GenSF: Simultaneous Adaptation of Generative Pre-trained Models and Slot Filling
This addresses the challenge of task-specific alignment in transfer learning for NLP, offering a scalable solution for slot filling tasks.
The paper tackled the problem of aligning pre-trained models with downstream tasks in transfer learning by simultaneously adapting both the model and task formulation, achieving state-of-the-art results on slot filling datasets with a 9 F1 score improvement in zero-shot settings.
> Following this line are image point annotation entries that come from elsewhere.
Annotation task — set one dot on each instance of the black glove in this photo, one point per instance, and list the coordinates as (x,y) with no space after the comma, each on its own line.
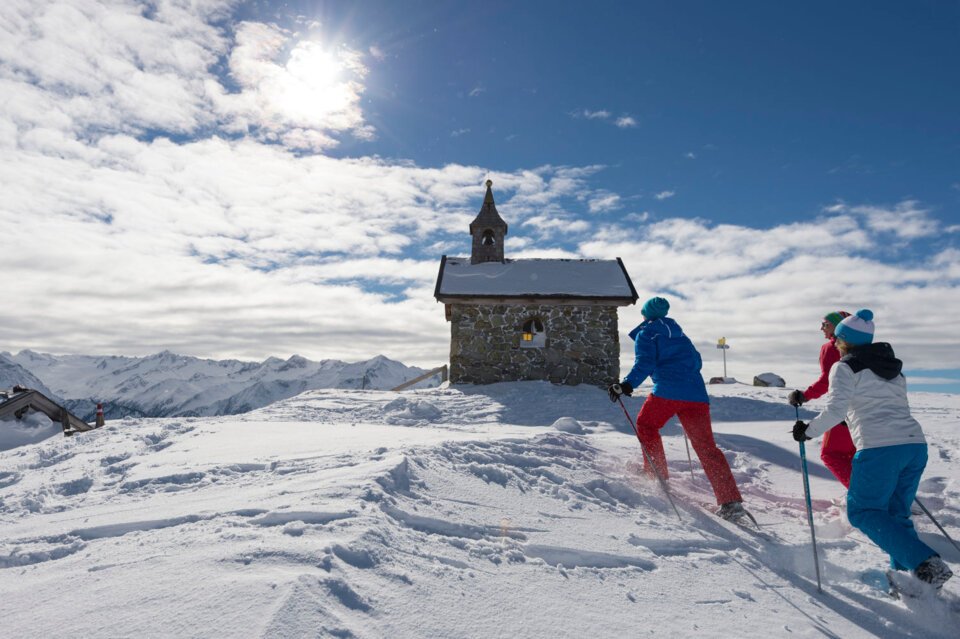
(616,390)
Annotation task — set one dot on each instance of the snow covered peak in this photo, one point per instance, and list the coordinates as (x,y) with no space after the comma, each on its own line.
(166,384)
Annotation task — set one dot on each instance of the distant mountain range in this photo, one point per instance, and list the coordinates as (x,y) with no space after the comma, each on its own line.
(167,384)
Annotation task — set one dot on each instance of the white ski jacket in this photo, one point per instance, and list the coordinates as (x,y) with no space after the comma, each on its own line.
(869,392)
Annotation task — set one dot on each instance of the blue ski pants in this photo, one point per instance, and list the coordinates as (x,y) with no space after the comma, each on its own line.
(883,484)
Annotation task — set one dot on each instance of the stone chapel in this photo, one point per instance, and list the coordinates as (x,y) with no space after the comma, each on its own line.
(530,319)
In transfer learning, it is imperative to achieve strong alignment between a pre-trained model and a downstream task. Prior work has done this by proposing task-specific pre-training objectives, which sacrifices the inherent scalability of the transfer learning paradigm. We instead achieve strong alignment by simultaneously modifying both the pre-trained model and the formulation of the downstream task, which is more efficient and preserves the scalability of transfer learning. We present GenSF (Generative Slot Filling), which leverages a generative pre-trained open-domain dialog model for slot filling. GenSF (1) adapts the pre-trained model by incorporating inductive biases about the task and (2) adapts the downstream task by reformulating slot filling to better leverage the pre-trained model's capabilities. GenSF achieves state-of-the-art results on two slot filling datasets with strong gains in few-shot and zero-shot settings. We achieve a 9 F1 score improvement in zero-shot slot filling. This highlights the value of strong alignment between the pre-trained model and the downstream task.